Lehrerkooperation im Kontext habitualisierter Abgrenzungspraktiken im inklusiven Unterricht

Ein Regressions-Innovations-Dilemma

Autor/innen

Schlagworte:

Lehrerkooperation, Inklusion, Lehrerhabitus, Abgrenzungspraktiken, brauchbare Illegalität

Abstract

Lehrkräfte stehen derzeitig unter der vielfach postulierten Anforderung ihren Unterricht inklusionsbezogen (weiter) zu entwickeln. Die Lehrerkooperation und die Arbeit in multiprofessionellen Teams gilt dabei als ein zentrales Merkmal und Gelingensbedingung für den inklusiven Unterricht (UNESCO 2005; Lütje-Klose und Urban 2014, Thurn 2019). Durch die organisationale Struktur von Schule ist diese Zusammenarbeit jedoch eher die Ausnahme; insbesondere ist in den Schulformen der Sekundarstufe eine Abnahme der Kooperation zwischen Lehrkräften zu verzeichnen (vgl. Kullmann 2010). Oftmals wird diese negative Entwicklung der Kooperation zwischen Lehrkräften der organisationalen Struktur von Schule zugeschrieben (Morgenroth 2015), die durch widersprüchliche Handlungsaufträge und divergente Verortungen in den antinomischen Spannungsfeldern des Lehrerhandelns bestärkt werden (Helsper 2018; Seitz et al. 2020).
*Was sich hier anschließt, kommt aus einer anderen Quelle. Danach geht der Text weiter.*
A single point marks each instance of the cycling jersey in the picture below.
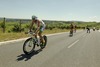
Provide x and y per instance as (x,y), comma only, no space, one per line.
(42,24)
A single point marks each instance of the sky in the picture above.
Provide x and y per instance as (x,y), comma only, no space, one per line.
(66,10)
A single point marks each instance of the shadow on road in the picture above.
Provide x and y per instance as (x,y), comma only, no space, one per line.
(27,57)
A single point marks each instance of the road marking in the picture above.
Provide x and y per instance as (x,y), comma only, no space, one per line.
(73,44)
(17,40)
(84,35)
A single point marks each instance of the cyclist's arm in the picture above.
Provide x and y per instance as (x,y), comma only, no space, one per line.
(31,25)
(38,27)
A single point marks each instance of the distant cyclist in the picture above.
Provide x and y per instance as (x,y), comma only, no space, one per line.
(88,29)
(40,27)
(75,28)
(71,29)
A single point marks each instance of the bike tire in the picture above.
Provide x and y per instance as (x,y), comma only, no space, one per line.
(45,38)
(25,44)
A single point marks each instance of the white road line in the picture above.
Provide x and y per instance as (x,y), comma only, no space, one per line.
(73,44)
(84,35)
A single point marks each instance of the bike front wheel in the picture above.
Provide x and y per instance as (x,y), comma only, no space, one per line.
(28,46)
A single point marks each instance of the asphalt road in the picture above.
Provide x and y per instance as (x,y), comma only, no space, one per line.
(81,50)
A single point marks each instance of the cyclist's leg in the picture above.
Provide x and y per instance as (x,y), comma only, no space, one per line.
(40,34)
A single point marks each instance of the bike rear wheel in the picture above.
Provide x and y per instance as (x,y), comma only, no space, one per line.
(45,43)
(28,46)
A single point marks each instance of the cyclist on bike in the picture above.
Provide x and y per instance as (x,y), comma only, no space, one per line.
(71,28)
(40,27)
(88,29)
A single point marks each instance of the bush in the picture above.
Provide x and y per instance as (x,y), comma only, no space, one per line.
(17,28)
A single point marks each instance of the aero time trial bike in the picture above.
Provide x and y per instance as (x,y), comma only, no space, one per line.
(30,44)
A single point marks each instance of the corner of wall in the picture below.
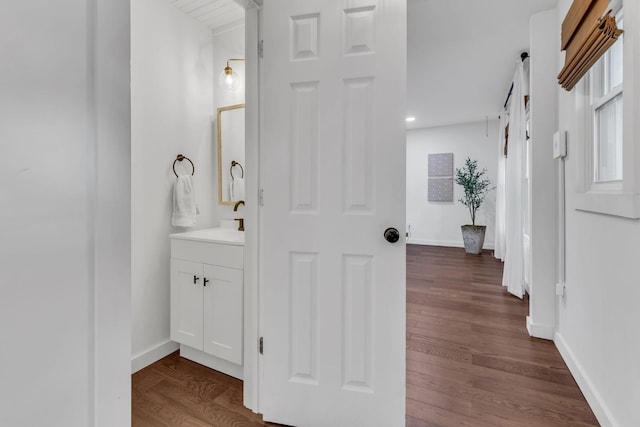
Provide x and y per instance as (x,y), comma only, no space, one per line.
(597,404)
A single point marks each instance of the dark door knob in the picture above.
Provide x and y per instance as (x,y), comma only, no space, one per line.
(391,235)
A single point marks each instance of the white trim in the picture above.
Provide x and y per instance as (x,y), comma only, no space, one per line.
(447,243)
(212,362)
(624,202)
(591,394)
(538,330)
(251,370)
(152,355)
(623,205)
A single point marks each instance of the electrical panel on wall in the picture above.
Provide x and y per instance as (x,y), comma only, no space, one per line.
(559,144)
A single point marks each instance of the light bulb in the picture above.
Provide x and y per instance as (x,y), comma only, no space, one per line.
(229,80)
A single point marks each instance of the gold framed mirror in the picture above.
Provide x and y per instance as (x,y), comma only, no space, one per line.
(230,126)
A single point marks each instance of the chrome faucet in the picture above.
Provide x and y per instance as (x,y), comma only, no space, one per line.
(240,220)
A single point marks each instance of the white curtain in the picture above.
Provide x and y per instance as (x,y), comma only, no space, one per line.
(500,232)
(513,276)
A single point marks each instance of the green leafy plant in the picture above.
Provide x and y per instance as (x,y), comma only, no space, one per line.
(474,184)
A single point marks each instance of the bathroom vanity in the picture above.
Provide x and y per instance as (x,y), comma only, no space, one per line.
(207,297)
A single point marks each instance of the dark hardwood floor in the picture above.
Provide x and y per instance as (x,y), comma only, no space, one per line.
(470,361)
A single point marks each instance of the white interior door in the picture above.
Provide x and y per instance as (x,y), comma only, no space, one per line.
(333,175)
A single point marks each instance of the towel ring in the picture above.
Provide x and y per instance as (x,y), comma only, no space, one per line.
(234,163)
(181,158)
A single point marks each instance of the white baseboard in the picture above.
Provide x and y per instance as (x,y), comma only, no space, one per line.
(538,330)
(213,362)
(447,243)
(152,355)
(594,399)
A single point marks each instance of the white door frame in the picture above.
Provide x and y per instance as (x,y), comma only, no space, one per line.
(251,248)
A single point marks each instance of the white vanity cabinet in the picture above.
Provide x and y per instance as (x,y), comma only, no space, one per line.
(207,298)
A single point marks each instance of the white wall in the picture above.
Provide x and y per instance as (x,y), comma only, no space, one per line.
(544,47)
(598,318)
(172,112)
(438,223)
(64,180)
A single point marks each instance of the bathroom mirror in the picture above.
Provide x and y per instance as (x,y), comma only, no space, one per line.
(230,154)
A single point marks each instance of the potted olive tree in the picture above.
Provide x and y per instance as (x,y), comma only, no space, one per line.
(475,186)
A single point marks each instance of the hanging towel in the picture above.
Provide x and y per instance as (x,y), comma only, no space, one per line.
(185,208)
(236,189)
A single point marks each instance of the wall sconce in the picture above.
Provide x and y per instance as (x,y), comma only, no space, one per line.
(229,79)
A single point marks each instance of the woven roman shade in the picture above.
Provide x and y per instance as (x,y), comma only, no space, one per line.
(587,33)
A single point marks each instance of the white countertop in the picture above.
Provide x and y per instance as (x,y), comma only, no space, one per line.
(224,236)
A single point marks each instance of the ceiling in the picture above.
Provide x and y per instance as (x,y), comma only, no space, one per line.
(461,56)
(219,15)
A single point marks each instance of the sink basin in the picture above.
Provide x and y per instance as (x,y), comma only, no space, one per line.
(215,235)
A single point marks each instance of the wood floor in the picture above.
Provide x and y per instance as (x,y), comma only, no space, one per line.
(470,361)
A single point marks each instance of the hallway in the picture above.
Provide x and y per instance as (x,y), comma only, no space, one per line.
(470,360)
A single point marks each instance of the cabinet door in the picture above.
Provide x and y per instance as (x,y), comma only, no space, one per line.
(223,313)
(186,303)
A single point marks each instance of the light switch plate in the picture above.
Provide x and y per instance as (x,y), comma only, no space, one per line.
(559,144)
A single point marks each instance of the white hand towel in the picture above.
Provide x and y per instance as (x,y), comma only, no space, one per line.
(236,189)
(185,208)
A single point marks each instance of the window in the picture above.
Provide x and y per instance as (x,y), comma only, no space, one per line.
(607,108)
(606,138)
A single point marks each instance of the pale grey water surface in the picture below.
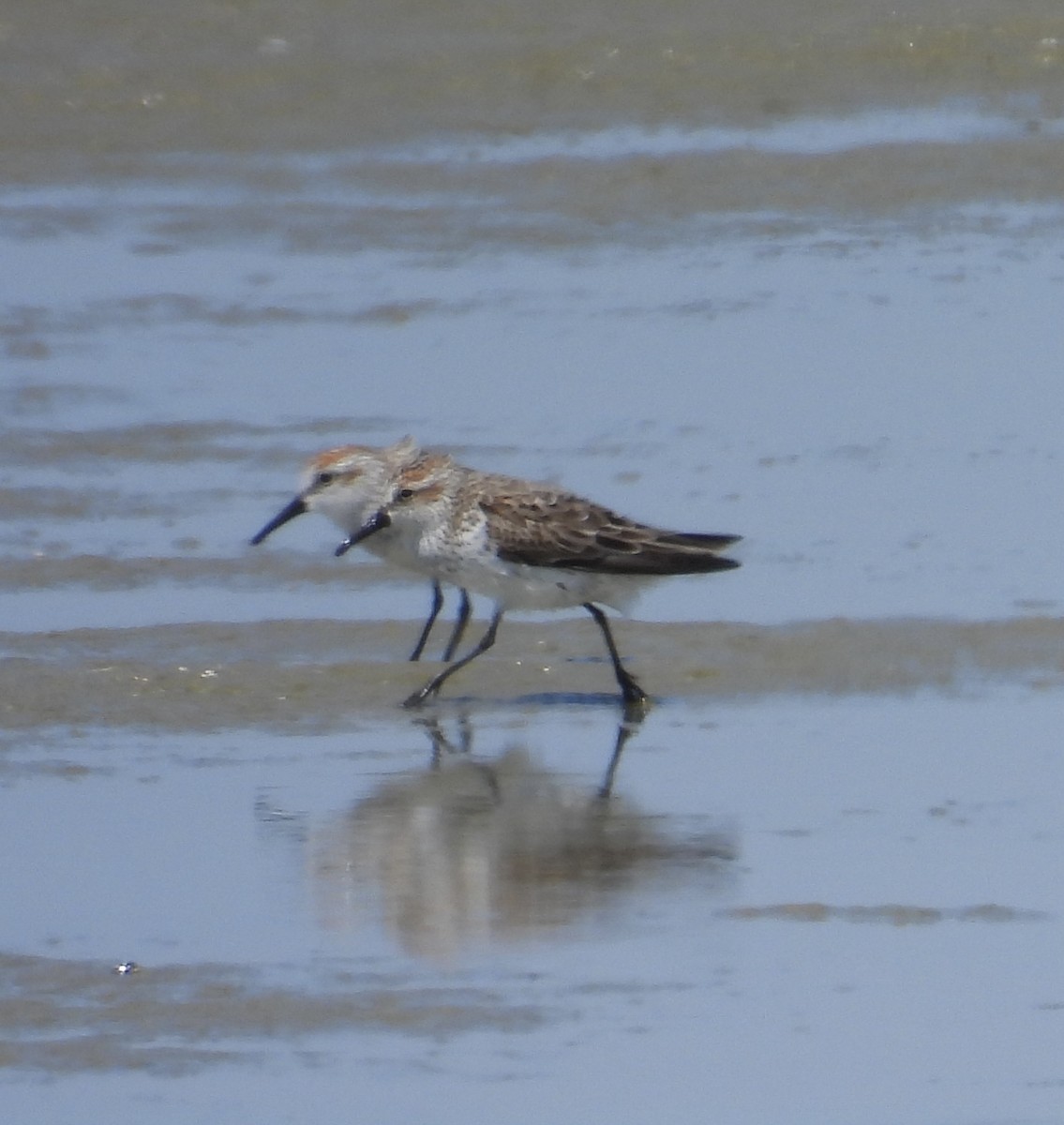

Im Rahmen der Erforschung habitueller Orientierungen von Mathematiklehrkräften in inklusiven Gesamtschulen und Fachleitungen des Sachunterrichts konnten jedoch ebenso ein unterschiedliches Fachkonzept sowie ein unterschiedliches Inklusionsverständnis selbst als Hemmnis für gelingende Zusammenarbeit identifiziert werden. Diese habitualisierten Handlungspraktiken sind insofern als relevant einzustufen, als dass diese handlungsleitend wirken, jedoch als vorreflexiv gelten (Bohnsack 2017; Bourdieu 1980) und damit unbewusst die Entscheidung für oder gegen kooperative Zusammenarbeit beeinflussen. Aus den vorliegenden Interviews konnten mittels der Dokumentarischen Methode unterschiedliche Praktiken der Abgrenzung zu Fachkolleg*innen wie Handlungspraktiken der Umgehung hinderlicher Organisationsstrukturen rekonstruiert werden, die in Kombination eine Kooperation - unabhängig von äußeren Rahmenbedingungen - verhindern oder befördern. Ausgehend von den rekonstruierten habitualisierten Handlungspraktiken der befragen Akteure und dem sich daraus ergebenden Regressions-Innovations-Dilemma werden im Beitrag Vorschläge zur professionellen Reflexion innerhalb der Aus- und Weiterbildung von Lehrkräften entwickelt, die künftig die Zusammenarbeit und Kooperation begünstigen können.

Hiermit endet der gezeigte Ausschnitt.